For software list for example, should Active Directory be listed first?  Unless listing in alphabetical order shouldn't the software be listed in order of importance? 
Scott

----------


## fortheether

Natasha,
   Reading the summary, the first few sentences make it sound like you're now a network administrator.  I suggest moving the web developer section to the first part of the summary. 
Scott

----------


## Natasha Russia

> Natasha,
>    Reading the summary, the first few sentences make it sound like you're now a network administrator.  I suggest moving the web developer section to the first part of the summary. 
> Scott

 Scott, you're right. Thank you!

----------


## Natasha Russia

> Natasha,
>    Reading the summary, the first few sentences make it sound like you're now a network administrator.  I suggest moving the web developer section to the first part of the summary. 
> Scott

 Hello, Scott.
It will be better? 
Summary
Motivated and results-driven professional with more than 10 years of experience in the computer industry. The last four years working  on the creation, support, and promotion of web sites and online stores. Web Developer and SEO Specialist with broad experience in all aspects of web site development, design and marketing.  I create and integrate web designs into CMS systems of any level of complexity. I’m always on the lookout for new and exciting development and online marketing opportunities that can challenge me to grow with a clear career path for advancement within a company. Possesses strong problem-solving and analytical skills, with high attention to details. Able to work independently and in team environment.  
Natasha

----------


## fortheether

Hi Natasha,
    Minor detail: Able to work independently and in *a* team environment.  Other then that it is a lot better. 
Удача! 
Scott

----------


## Natasha Russia

> Hi Natasha,
>     Minor detail: Able to work independently and in *a* team environment.  Other then that it is a lot better. 
> Удача! 
> Scott

 Scott, thank you that you helped me.

----------


## fortheether

No sweat. 
Scott   

> Scott, thank you that you helped me.

----------


## Lampada

> ...Удача!
> Scott

 Правильно:  _Удачи!  Желаю удачи!_

----------


## 14Russian

" Possesses strong problem-solving and analytical skills, with high attention to details" -> I don't think you need a comma after skills and it should be 'detail,' singular.  In the Software category, it should be spelled 'Chrome.' (for the Chrome browser, right?)  ::

----------


## Natasha Russia

> " Possesses strong problem-solving and analytical skills, with high attention to details" -> I don't think you need a comma after skills and it should be 'detail,' singular.  In the Software category, it should be spelled 'Chrome.' (for the Chrome browser, right?)

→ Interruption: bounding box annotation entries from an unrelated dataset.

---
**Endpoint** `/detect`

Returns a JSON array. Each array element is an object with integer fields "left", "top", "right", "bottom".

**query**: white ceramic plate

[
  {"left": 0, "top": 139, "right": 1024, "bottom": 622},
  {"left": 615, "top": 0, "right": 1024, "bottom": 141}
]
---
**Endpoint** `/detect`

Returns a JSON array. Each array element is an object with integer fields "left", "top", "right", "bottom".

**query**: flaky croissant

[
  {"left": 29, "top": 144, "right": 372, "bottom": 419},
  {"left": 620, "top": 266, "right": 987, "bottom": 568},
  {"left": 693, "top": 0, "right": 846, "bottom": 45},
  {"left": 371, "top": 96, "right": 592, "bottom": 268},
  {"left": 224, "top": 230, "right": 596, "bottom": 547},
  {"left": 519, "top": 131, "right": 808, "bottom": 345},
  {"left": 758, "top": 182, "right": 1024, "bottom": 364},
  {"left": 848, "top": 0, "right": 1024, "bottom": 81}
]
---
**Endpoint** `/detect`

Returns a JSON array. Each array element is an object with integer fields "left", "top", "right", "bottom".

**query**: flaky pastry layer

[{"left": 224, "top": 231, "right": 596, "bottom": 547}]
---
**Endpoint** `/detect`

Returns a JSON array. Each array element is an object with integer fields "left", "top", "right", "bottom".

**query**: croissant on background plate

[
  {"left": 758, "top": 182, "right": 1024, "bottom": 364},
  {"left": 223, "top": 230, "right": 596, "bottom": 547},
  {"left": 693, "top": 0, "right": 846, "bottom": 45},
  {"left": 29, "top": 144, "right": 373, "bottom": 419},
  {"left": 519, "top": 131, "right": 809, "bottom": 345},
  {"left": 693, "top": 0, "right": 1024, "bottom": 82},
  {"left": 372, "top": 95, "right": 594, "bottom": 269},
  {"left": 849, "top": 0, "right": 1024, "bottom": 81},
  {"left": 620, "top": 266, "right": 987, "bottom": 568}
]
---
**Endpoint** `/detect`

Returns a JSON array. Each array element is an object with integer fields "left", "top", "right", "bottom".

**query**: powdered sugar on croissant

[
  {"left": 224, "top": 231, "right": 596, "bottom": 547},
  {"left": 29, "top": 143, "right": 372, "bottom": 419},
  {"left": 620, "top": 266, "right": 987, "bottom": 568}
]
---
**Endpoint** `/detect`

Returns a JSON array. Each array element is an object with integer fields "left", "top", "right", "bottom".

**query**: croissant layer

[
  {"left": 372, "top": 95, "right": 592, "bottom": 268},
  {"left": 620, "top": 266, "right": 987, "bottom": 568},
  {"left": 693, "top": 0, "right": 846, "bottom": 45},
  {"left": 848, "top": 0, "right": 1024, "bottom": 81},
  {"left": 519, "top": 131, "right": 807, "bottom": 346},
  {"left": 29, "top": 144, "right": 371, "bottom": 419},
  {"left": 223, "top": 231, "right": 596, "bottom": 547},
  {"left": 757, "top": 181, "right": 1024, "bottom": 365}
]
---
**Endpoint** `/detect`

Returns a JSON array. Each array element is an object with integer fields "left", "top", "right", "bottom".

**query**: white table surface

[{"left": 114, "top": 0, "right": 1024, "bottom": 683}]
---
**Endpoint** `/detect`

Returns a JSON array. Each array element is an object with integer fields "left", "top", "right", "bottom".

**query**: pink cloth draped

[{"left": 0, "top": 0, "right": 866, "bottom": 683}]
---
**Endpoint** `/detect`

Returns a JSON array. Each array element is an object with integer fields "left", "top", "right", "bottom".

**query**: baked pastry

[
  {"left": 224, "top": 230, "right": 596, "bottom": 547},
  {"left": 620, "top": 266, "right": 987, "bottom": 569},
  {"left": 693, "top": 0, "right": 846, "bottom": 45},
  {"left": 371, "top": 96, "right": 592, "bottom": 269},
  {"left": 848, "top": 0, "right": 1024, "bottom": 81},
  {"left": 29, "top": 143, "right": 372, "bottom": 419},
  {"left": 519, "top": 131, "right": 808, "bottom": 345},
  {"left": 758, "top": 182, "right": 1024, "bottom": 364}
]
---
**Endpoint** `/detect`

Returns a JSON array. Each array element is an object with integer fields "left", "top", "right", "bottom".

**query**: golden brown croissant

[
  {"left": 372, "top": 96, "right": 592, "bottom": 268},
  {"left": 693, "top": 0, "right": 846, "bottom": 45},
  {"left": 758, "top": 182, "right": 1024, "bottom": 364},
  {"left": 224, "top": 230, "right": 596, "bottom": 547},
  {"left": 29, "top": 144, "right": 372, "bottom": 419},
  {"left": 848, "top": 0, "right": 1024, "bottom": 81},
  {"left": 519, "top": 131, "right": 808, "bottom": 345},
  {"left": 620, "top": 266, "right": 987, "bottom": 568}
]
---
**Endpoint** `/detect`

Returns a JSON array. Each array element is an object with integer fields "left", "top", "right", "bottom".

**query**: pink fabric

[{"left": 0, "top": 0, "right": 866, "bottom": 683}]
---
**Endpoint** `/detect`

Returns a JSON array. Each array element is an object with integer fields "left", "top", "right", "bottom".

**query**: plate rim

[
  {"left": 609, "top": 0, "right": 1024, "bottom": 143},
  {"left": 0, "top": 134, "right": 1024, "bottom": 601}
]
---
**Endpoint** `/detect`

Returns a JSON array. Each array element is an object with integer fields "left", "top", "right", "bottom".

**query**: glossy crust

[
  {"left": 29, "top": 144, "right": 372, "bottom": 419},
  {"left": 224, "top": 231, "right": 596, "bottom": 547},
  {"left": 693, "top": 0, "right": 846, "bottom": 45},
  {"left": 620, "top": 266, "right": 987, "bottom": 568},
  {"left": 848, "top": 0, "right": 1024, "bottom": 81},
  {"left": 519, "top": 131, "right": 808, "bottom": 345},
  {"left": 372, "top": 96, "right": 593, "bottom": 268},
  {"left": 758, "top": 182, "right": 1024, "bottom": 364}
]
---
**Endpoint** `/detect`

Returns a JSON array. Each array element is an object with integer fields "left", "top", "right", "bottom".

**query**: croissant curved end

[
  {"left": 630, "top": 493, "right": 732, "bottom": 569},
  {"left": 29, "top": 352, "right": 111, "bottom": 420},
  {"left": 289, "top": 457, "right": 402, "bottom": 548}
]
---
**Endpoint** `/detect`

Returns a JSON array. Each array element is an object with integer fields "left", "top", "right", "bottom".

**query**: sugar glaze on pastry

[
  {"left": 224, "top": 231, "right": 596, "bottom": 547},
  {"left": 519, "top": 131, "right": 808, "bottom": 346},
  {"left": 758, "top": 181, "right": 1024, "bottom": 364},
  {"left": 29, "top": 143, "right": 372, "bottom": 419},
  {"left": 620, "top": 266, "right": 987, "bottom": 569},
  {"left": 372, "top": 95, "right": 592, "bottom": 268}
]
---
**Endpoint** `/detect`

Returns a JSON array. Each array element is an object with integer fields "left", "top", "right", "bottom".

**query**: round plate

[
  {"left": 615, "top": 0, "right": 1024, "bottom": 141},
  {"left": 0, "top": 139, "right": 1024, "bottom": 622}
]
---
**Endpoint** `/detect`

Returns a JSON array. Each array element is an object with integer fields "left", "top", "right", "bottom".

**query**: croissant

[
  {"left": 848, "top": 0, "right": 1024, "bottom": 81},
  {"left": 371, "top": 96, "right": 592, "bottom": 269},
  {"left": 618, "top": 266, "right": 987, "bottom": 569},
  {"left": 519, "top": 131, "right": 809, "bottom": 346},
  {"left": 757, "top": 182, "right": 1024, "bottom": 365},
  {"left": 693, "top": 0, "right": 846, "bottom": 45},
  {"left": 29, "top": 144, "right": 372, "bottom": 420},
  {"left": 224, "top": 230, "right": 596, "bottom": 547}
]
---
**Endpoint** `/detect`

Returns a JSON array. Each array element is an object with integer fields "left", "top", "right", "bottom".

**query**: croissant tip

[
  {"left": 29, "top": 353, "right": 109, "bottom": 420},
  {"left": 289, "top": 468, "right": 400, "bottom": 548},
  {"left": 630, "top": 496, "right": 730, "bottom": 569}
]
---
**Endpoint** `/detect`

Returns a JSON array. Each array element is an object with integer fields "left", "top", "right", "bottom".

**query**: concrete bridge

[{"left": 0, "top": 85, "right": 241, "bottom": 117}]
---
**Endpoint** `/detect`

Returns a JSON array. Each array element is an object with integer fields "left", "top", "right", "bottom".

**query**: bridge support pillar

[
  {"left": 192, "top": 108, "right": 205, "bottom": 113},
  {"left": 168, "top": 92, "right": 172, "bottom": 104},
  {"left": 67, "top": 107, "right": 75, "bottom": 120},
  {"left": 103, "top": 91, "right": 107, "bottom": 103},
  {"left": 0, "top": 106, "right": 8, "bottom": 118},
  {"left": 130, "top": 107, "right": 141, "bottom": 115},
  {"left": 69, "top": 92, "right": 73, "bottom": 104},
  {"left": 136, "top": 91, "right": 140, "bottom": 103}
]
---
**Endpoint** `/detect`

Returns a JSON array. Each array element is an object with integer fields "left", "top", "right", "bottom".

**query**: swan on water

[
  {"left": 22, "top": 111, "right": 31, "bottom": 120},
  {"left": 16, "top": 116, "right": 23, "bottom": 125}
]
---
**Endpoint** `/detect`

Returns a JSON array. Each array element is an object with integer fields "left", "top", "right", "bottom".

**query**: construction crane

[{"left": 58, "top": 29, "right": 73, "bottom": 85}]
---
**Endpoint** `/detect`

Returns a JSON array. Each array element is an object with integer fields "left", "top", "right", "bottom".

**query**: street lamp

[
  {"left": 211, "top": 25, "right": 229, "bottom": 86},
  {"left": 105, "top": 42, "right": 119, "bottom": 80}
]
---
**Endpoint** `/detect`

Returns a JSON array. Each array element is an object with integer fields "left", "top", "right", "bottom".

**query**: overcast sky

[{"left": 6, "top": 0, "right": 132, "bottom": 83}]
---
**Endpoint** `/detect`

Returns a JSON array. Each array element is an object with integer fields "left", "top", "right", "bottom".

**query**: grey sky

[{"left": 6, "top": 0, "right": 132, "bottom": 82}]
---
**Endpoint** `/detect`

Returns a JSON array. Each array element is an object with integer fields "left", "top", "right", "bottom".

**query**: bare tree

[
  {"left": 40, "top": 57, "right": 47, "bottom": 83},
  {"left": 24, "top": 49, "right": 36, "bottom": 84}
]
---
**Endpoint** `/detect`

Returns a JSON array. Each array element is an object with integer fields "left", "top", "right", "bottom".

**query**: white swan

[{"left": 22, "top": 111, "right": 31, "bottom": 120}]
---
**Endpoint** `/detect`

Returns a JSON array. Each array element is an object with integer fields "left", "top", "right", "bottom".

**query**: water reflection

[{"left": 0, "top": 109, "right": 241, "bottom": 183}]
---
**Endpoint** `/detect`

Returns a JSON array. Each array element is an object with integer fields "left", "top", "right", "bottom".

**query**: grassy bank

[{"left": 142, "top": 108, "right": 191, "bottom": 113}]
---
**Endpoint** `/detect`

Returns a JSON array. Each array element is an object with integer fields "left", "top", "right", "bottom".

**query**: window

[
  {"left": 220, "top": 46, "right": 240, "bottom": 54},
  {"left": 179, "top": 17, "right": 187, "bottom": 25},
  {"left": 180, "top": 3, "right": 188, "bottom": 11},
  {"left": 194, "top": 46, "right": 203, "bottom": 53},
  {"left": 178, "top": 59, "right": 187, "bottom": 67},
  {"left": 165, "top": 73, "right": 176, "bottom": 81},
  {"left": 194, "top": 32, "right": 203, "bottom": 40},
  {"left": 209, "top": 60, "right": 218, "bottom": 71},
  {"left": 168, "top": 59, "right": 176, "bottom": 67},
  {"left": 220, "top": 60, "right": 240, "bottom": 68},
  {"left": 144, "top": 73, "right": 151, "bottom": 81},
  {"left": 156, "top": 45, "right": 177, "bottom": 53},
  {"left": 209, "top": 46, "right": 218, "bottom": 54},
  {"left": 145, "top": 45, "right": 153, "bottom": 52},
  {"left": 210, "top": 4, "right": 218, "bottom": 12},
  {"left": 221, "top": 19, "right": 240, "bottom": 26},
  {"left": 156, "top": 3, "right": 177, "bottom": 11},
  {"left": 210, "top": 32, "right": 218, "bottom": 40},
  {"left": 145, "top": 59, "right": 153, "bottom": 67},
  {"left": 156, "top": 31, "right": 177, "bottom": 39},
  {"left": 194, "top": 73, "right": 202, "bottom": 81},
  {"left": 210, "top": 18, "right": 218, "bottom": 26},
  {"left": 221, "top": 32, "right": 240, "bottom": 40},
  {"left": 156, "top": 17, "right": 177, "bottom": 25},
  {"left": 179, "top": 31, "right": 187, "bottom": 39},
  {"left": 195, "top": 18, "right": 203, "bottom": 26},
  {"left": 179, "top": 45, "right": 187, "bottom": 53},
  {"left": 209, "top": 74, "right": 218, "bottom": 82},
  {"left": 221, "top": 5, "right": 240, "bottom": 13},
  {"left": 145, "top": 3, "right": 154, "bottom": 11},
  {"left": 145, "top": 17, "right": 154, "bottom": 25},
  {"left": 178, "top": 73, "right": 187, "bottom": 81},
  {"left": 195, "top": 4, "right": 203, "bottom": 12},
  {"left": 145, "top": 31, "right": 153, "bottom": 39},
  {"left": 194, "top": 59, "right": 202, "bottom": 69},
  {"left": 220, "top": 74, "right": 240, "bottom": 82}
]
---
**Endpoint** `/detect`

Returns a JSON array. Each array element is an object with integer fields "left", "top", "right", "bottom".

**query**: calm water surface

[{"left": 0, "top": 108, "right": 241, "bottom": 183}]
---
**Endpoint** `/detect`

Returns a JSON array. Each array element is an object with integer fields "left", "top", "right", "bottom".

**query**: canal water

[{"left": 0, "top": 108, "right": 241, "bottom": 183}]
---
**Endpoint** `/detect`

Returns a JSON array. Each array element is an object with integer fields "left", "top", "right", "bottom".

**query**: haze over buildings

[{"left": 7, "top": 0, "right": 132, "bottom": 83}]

 Thank you for the correct!

----------


## Medved

> Summary
> Motivated and results-driven professional with more than 10 years of  experience in the computer industry. The last four years working  on the  creation, support, and promotion of web sites and online stores. Web  Developer and SEO  Specialist with broad experience in all aspects of web site development,  design and marketing.  I create and integrate web designs into CMS  systems of any level of complexity. I’m always on the lookout for new  and exciting development and online marketing opportunities that can  challenge me to grow with a clear career path for advancement within a  company. Possesses strong problem-solving and analytical skills, with  high attention to details. Able to work independently and in team  environment.  
> Natasha

 Is it okay if you chaotically jump from humble "I" (I create and integrate ... then ... I'm always on the lookout for..., etc.) to depersonalized forms like "Possesses..., able". Am I the only one who wants to ask "who?" when I see that following a normal sentence with an I?

----------


## Natasha Russia

> Is it okay if you chaotically jump from humble "I" (I create and integrate ... then ... I'm always on the lookout for..., etc.) to depersonalized forms like "Possesses..., able". Am I the only one who wants to ask "who?" when I see that following a normal sentence with an I?

 Medved, thank you for the correct.
I write in English not very well. 
Maybe you could help me to write correctly?

----------


## Medved

> Medved, thank you for the correct*ion*.
> I write in English not very well. 
> Maybe you could help me to write correctly?

 Nope, sorry.
I'm too lazy to do for free things that are most likely to be used commercially.

----------